Student profile: good statistical skills.

Analysis of the prescription of psychotropic drugs as a function of the availability of trained psychotherapists

This project involves testing the hypothesis that the prescription of psychotropic drugs in a given French region is inversely proportional to the number of psychotherapists trained in cognitive-behavioral therapies in that region (per inhabitant). It will rely on the publicly available prescription databases from Assurance-maladie and on directories of clinicians registered with the various schools of psychotherapy.

Student profile: good statistical skills.

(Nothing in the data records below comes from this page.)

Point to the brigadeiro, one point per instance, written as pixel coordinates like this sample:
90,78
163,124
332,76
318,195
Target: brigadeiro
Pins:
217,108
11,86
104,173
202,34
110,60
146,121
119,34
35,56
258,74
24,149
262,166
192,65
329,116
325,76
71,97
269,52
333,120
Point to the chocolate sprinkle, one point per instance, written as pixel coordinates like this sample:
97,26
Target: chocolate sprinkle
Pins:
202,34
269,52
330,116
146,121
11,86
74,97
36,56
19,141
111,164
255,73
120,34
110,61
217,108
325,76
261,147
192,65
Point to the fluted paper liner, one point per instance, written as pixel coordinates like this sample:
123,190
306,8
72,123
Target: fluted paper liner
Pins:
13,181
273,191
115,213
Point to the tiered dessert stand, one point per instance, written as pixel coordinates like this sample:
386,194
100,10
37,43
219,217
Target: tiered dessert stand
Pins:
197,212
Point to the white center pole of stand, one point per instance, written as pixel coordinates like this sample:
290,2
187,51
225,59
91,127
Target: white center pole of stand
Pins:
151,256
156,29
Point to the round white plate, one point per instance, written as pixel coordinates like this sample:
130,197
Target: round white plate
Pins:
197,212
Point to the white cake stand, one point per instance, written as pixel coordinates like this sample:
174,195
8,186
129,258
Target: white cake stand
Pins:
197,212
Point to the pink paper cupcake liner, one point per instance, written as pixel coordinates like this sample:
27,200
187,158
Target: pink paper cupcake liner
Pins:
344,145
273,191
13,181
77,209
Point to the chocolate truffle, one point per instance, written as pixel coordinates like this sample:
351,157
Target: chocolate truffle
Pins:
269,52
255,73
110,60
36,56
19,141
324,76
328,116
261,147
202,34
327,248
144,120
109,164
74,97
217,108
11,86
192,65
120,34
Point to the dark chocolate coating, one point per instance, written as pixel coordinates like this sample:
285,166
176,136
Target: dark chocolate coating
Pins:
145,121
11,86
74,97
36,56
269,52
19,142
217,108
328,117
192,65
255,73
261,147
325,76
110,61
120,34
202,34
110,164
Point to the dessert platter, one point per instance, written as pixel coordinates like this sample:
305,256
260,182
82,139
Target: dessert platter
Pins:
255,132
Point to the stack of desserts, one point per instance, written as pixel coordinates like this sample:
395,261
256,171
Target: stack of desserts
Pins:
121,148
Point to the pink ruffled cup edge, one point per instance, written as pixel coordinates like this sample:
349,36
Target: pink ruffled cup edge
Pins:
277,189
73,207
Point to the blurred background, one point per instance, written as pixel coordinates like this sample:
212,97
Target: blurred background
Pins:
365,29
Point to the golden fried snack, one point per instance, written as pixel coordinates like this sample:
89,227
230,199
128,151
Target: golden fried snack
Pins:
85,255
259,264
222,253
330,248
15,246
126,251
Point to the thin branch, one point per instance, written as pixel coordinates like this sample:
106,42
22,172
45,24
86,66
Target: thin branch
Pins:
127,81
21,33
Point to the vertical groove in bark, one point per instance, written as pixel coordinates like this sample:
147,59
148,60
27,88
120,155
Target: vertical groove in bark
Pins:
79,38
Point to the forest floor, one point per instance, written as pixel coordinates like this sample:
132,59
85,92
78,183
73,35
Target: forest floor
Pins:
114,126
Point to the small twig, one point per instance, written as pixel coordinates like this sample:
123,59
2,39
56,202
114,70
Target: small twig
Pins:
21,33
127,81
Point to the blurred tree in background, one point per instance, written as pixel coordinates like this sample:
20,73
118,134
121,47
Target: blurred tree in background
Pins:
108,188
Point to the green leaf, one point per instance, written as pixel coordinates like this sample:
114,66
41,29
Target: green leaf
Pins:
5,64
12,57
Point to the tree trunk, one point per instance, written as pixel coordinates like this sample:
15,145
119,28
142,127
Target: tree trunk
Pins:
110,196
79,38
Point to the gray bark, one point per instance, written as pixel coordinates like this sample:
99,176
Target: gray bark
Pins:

This project would be more appropriate for a master program in public health or economics than in cognitive science.

Sex differences and gender stereotypes

I'm generally interested in sex differences and their origins. One possible project is to investigate sex differences in brain anatomy, using large available databases of brain images. Another one would be to investigate sex differences in cognitive skills, either experimentally or using large available databases.

Other possible projects could bear on the effects of gender stereotypes on cognitive processing (starting with replicating well-known effects). This would be appropriate for an M1 project.

I am also interested in the determinants of sexual orientation, and although I have no specific project to propose, I'm open to suggestions.

Bibliographic projects (typically for Cogmaster M1)

Analysis of the differences between French and English wikipedia pages on psychology and psychiatry (theoretical project; a third language would be interesting as well).

The "gift of dyslexia": It is often said that individuals with dyslexia benefit some cognitive advantages (spatial skills, creativity...). To what extent is this supported by published experimental studies, and to what extent is this a myth?